Dan Loeb dumps old economy stocks, places $40.8M bet on former Bitcoin miner turned AI play
Third Point's Q1 2026 filing reveals the hedge fund giant exited oil and steel positions to buy nearly 870,000 shares of Hut 8 as the company pivots from crypto mining to AI data centers
When a billionaire hedge fund manager dumps oil and steel to buy a former Bitcoin mining company, it tells you something about where the smart money thinks the next decade is headed. Dan Loeb’s Third Point LLC just made that exact trade.
The firm’s Q1 2026 13F filing shows Third Point acquired approximately 869,563 shares of Hut 8 Corp, a position worth roughly $40.8 million. The buy came alongside exits from legacy energy and industrial holdings, a portfolio rotation that reads like a manifesto on where Loeb sees economic value migrating.
From pickaxes to processors
Hut 8 is an interesting choice, and that’s the point. The company built its reputation mining Bitcoin, accumulating computing infrastructure designed to churn through cryptographic puzzles. Now it’s repurposing that same infrastructure for a different kind of computation: AI.
Hut 8’s transition capitalizes on a simple reality: AI model training and inference require massive amounts of computing power housed in physical data centers. Companies that already own the real estate, the power connections, and the cooling systems have a head start over anyone building from scratch.
Loeb appears to agree. He’s gone on record saying “we’re barely scratching the surface” when it comes to AI’s potential impact, a statement that doubles as both thesis and warning for investors still sitting in yesterday’s trades.
The broader Third Point AI thesis
The Hut 8 position isn’t an isolated bet. Third Point has also maintained or increased stakes in semiconductor and AI infrastructure companies like Broadcom, building a portfolio that looks increasingly like a wager on the entire AI supply chain.
Third Point manages roughly $24.1 billion in assets as of March 31, 2026. When a fund that size starts methodically exiting oil and steel to fund AI positions, it’s not a whim. It’s a view on where capital expenditure cycles are heading for the next several years.

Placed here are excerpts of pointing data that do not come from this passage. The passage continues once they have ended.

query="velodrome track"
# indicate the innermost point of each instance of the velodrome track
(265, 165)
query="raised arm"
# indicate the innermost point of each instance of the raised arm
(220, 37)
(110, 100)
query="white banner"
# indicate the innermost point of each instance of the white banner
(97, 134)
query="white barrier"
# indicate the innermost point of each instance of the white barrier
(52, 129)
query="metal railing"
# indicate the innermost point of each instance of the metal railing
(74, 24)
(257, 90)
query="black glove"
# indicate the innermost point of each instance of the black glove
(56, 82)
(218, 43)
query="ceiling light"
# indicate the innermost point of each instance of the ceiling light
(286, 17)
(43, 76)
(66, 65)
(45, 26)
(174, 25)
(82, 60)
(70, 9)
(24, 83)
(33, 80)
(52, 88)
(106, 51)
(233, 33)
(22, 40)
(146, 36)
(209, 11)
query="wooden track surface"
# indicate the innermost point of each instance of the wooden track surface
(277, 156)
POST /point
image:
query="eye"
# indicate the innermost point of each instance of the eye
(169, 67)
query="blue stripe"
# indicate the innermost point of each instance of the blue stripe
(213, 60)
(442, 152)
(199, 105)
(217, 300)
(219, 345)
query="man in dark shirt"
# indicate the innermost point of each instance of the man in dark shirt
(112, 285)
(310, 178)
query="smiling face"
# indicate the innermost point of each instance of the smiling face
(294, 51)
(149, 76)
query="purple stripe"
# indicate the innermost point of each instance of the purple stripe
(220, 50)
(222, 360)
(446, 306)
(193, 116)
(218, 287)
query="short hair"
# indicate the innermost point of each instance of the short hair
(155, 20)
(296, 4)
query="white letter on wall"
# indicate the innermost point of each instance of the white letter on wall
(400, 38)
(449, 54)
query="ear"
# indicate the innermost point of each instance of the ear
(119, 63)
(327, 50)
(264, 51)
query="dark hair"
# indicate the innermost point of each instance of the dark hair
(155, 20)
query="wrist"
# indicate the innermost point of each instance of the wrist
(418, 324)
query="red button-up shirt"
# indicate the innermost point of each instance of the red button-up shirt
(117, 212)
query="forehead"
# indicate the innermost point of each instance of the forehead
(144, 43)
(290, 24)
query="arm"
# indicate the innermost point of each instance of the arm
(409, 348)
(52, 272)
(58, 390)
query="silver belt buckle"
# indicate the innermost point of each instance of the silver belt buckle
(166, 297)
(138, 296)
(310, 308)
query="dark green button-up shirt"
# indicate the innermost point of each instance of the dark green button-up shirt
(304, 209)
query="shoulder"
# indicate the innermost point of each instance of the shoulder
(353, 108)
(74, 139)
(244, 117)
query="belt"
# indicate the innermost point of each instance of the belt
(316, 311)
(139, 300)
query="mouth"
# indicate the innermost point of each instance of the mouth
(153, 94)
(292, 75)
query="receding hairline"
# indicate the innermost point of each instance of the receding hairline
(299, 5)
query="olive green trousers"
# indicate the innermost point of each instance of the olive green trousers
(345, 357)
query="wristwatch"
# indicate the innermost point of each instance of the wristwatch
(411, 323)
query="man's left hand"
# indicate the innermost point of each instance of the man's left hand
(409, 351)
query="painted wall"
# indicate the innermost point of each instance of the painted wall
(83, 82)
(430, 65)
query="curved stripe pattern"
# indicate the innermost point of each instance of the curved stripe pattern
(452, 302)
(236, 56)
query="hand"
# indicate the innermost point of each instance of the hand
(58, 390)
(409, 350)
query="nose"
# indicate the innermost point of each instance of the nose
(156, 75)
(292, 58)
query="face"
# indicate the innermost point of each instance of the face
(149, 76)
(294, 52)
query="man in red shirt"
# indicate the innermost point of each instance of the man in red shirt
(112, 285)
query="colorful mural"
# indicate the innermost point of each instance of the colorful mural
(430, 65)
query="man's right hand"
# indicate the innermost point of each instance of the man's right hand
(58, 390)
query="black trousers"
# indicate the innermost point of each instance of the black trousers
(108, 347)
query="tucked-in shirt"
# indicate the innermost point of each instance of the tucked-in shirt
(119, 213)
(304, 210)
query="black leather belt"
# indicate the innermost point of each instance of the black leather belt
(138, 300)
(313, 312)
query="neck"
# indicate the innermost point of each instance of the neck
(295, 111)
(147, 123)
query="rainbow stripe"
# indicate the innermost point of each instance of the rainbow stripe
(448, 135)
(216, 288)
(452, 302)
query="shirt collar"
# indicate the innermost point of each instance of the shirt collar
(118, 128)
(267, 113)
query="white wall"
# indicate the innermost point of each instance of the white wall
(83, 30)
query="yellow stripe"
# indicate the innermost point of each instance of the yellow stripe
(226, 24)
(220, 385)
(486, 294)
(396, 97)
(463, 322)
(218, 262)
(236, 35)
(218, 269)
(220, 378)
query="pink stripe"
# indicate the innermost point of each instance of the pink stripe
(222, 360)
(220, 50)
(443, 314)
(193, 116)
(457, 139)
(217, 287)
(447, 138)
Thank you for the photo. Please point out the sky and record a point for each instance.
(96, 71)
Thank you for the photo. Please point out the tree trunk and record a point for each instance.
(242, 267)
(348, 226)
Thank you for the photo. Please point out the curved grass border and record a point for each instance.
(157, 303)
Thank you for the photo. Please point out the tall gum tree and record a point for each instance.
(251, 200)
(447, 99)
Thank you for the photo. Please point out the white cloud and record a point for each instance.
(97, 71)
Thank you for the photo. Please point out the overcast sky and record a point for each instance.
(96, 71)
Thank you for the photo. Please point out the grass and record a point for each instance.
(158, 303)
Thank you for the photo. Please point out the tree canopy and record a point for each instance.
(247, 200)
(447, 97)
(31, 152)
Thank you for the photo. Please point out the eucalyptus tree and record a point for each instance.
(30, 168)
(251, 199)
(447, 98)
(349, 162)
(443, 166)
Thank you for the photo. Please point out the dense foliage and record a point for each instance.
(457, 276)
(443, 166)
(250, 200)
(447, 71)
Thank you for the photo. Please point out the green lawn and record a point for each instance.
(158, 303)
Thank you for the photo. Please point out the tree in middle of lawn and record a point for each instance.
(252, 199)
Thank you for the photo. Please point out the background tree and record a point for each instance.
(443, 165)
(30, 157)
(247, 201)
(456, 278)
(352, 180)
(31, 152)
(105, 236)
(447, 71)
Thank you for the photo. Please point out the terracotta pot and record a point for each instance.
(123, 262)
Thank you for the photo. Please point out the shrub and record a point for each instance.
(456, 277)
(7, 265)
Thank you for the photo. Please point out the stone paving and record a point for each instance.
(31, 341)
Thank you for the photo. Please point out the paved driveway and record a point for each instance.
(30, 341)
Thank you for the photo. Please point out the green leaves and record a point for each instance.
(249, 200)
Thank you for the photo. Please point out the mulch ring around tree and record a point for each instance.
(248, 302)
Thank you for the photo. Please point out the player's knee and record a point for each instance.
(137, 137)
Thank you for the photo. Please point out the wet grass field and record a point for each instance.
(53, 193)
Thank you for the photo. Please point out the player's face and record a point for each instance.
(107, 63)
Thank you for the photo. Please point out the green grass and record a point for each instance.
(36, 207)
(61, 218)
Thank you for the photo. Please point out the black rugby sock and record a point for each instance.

Loeb has been vocal about supporting continued capex spending by major tech companies involved in AI development. Loeb has explicitly rejected bubble comparisons, framing the current moment as the early innings of a productivity revolution rather than a speculative peak.
What this means for crypto and AI investors
For the crypto world, Loeb’s Hut 8 investment carries a layered message. On one hand, it validates the physical infrastructure that Bitcoin mining companies have built over the past decade. The warehouses full of specialized hardware and the power purchase agreements negotiated at scale, those assets have real value beyond mining digital currency.
On the other hand, it raises an uncomfortable question: are the best crypto mining companies worth more as AI companies? Hut 8’s pivot suggests the market thinks so, and Loeb is voting with $40.8 million of conviction that this transition will work.
The execution risk here is not trivial. Converting mining operations to AI-grade data centers requires different hardware configurations, different customer relationships, and different service-level agreements. Bitcoin mining is computationally intense but relatively simple from an operations standpoint. AI hosting demands reliability, low latency, and custom configurations that mining rigs were never designed to deliver.